But once those first three months is behind you, once the in-laws and parents are on board, once the diet begins to change and you’re given a due date, everything is different.
For me, that moment is clear and focused, like looking into a microscope and being aware that my life up to that second just blinked out of existence, like the popping sting of a light bulb filament burning out.
My life ended when I looked up at the ultrasound screen in that dark room, moments after we were told she was a she, and the technician paused her wand at my baby’s beating heart. “That’s it,” the nurse said, “all four valves, beating hard. Looks good.”
In the shadowy haze of that radar, my baby’s heart fluttered like a moth and in that split second everything that came before—everything—disappeared. Poof. Gone. In a heart beat, because of a heartbeat.

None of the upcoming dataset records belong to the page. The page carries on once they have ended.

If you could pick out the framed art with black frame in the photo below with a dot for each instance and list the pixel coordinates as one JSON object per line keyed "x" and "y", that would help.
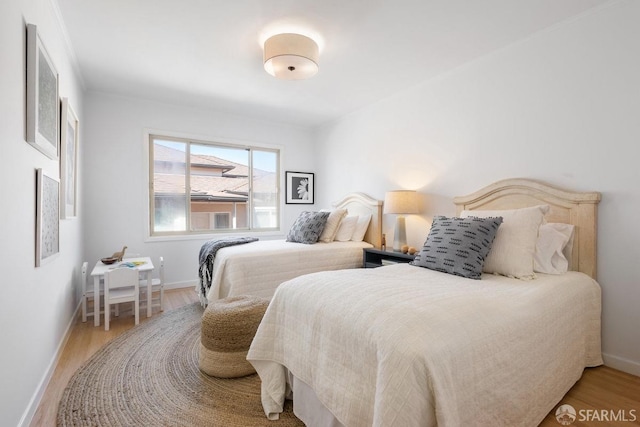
{"x": 42, "y": 96}
{"x": 299, "y": 188}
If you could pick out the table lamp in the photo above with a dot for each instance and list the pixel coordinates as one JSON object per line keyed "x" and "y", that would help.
{"x": 400, "y": 202}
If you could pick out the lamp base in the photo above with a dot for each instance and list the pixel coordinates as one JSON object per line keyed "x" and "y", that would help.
{"x": 400, "y": 235}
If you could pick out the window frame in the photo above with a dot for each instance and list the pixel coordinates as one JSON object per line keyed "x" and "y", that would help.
{"x": 150, "y": 136}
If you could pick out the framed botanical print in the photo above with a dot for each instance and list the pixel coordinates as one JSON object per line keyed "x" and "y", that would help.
{"x": 299, "y": 187}
{"x": 68, "y": 161}
{"x": 42, "y": 96}
{"x": 47, "y": 218}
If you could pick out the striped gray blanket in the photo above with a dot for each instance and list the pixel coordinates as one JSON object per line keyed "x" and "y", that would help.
{"x": 207, "y": 256}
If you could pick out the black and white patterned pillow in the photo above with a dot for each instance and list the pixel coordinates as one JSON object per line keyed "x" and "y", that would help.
{"x": 307, "y": 227}
{"x": 458, "y": 245}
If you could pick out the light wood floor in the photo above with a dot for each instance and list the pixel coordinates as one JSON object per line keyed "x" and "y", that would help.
{"x": 599, "y": 389}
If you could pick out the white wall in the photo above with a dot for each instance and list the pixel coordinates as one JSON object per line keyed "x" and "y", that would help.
{"x": 562, "y": 106}
{"x": 37, "y": 303}
{"x": 116, "y": 200}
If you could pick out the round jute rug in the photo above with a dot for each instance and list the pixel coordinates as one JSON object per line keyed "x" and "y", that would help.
{"x": 149, "y": 376}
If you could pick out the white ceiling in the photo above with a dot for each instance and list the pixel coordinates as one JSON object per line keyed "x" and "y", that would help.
{"x": 207, "y": 53}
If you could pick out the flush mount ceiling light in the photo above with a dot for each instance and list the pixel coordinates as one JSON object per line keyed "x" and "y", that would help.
{"x": 290, "y": 56}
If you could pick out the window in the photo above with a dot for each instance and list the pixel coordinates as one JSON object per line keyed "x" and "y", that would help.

They don’t tell you that in the books. They don’t tell you that your new world suddenly becomes hyper-sharp. The lenses I used to filter life changed. My wife began walking that thin line between nesting and hoarding. All the furniture in our house suddenly had sharp corners.
Everything became more important, and nothing was important anymore.
Now, as we near what we call the end of the beginning, I’m only able to realize how different it all is in retrospect. Any doubts I may have harbored about my ability to be a good man and good father are now full blown panic attacks; that is if I have the time to think about it. But I have new tools at my disposal as well, new ways to stay grounded in the moment.
For example, tonight, as I lay in bed feeling the weight of the future on my back, I’ll turn over and place my hand on my wife’s belly. And when my daughter moves and I feel her on my fingertips, I’ll think of that beating heart as a compass that I can follow toward my new life.